Sarah, 27 ans, se trouve dans une position similaire. Elle indique n’avoir jamais été tentée par le sexe saphique, mais ne regarde presque que du porno lesbien. Elle nuance pourtant: «J’ai bien conscience que souvent, les pornos lesbiens sont composés par et pour le regard masculin. J’imagine que ce n’est pas représentatif de la sexualité lesbienne, mais malgré tout, je m’y retrouve beaucoup plus que dans le porno hétéro, où la femme disparait souvent derrière des gros plans déshumanisants». Contrairement à Nathan, elle explique que sa position est parfaitement acceptée – voire même partagée – par ses amies hétérosexuelles. «On en parle entre nous et on est toutes d’accord: il y a une humanité dans le porno lesbien, une temporalité dans laquelle on se reconnaît». Lorsque je lui demande s’il lui arrive de regarder du porno gai, elle répond par l’affirmative: «C’est un peu plus dur pour moi de m’y projeter, je dirais qu’il s’agit surtout d’un rapport esthétique aux corps masculins. Mais je regarde de fait plus de porno gai que de porno hétéro».

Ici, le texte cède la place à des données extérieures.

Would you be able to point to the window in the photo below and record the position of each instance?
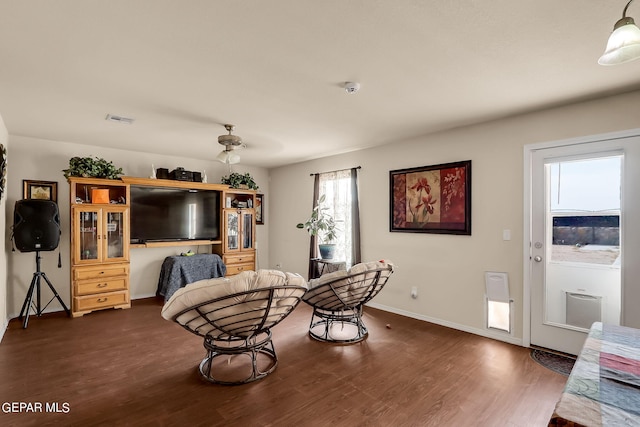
(340, 192)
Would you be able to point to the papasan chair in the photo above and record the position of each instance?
(338, 299)
(234, 316)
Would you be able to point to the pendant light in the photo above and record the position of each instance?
(624, 42)
(230, 142)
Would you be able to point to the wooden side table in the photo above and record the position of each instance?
(321, 266)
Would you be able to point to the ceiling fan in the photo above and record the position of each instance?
(231, 143)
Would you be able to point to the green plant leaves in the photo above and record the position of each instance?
(235, 180)
(89, 167)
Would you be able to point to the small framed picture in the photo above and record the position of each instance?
(40, 190)
(259, 210)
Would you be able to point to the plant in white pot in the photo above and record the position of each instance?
(321, 224)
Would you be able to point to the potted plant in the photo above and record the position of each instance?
(88, 167)
(238, 180)
(321, 224)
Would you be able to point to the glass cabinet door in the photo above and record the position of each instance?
(247, 230)
(88, 246)
(114, 226)
(233, 230)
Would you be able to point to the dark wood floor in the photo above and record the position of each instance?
(131, 367)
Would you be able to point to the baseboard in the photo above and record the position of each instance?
(482, 332)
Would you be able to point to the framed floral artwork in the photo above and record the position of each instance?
(431, 199)
(42, 190)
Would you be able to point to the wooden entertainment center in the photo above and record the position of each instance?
(100, 243)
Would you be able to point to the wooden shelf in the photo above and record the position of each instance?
(178, 243)
(149, 182)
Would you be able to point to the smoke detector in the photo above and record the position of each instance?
(351, 87)
(119, 119)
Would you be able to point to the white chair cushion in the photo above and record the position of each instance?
(241, 311)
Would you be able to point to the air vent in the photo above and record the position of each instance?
(119, 119)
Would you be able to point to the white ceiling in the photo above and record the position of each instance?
(276, 70)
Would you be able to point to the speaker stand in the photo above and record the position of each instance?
(35, 288)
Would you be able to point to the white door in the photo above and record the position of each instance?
(578, 238)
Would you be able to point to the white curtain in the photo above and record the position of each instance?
(336, 187)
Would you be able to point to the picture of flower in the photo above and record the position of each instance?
(432, 199)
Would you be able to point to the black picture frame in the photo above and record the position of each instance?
(259, 209)
(41, 190)
(431, 199)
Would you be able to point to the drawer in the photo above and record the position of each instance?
(240, 258)
(101, 286)
(106, 300)
(238, 268)
(100, 271)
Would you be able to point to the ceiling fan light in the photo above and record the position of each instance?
(222, 157)
(233, 158)
(623, 45)
(229, 140)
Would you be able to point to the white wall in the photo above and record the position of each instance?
(44, 160)
(448, 270)
(4, 319)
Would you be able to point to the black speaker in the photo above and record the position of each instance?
(36, 225)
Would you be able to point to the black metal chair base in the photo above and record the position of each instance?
(341, 327)
(259, 356)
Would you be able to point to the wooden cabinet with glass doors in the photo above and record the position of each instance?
(238, 249)
(99, 245)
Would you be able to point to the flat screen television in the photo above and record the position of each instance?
(174, 214)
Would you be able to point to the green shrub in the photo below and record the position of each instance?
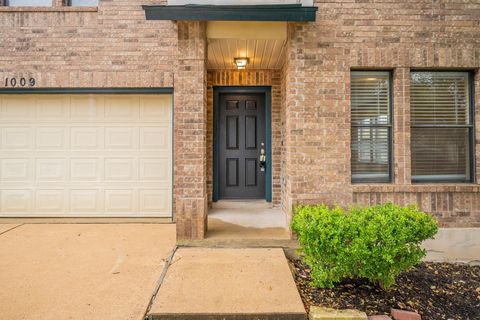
(377, 243)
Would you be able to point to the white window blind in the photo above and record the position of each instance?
(370, 126)
(441, 126)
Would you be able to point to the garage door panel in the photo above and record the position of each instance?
(16, 138)
(16, 169)
(85, 169)
(50, 138)
(120, 200)
(86, 138)
(86, 155)
(85, 201)
(121, 107)
(123, 138)
(155, 169)
(50, 169)
(17, 200)
(120, 169)
(18, 107)
(51, 201)
(86, 107)
(155, 138)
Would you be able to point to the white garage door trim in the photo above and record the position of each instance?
(72, 154)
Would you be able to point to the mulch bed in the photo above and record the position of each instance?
(435, 290)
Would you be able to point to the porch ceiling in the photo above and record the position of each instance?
(263, 43)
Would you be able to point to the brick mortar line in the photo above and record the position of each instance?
(168, 263)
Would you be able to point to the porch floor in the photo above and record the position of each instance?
(208, 283)
(246, 220)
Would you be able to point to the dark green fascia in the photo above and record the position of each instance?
(162, 90)
(231, 13)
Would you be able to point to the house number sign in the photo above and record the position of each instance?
(19, 82)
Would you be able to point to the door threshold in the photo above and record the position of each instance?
(241, 204)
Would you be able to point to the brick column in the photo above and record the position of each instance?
(476, 88)
(401, 126)
(190, 129)
(317, 130)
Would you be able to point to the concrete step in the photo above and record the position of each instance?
(241, 204)
(230, 284)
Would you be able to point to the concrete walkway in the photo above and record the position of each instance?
(81, 271)
(206, 283)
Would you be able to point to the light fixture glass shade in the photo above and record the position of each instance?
(241, 63)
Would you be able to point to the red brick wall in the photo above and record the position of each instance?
(115, 46)
(112, 47)
(190, 132)
(395, 35)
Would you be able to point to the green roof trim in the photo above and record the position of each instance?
(289, 12)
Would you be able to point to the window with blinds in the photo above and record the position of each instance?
(370, 126)
(441, 127)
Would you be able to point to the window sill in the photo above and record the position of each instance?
(48, 9)
(424, 187)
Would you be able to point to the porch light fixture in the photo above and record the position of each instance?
(241, 63)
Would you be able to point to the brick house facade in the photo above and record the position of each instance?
(114, 46)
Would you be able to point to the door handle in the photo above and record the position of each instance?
(263, 158)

Peut-on vraiment séparer la vie intime effective de l’imaginaire fantasmatique? Suite à ces échanges, j’en discutais avec une amie, laquelle m’a sagement glissé que c’était dur de ne pas voir, derrière le caractère (manifestement) pas toujours adapté du porno hétéro pour son public cible, une forme de fétichisation. «Ce qui serait intéressant, me disait-elle, c’est de savoir combien se sont laissé·es aller à sortir du cadre pornographique hétéro pour explorer leurs imaginaires gais et lesbiens. Combien en ont fait une affaire de vraies personnes, et pas simplement d’images».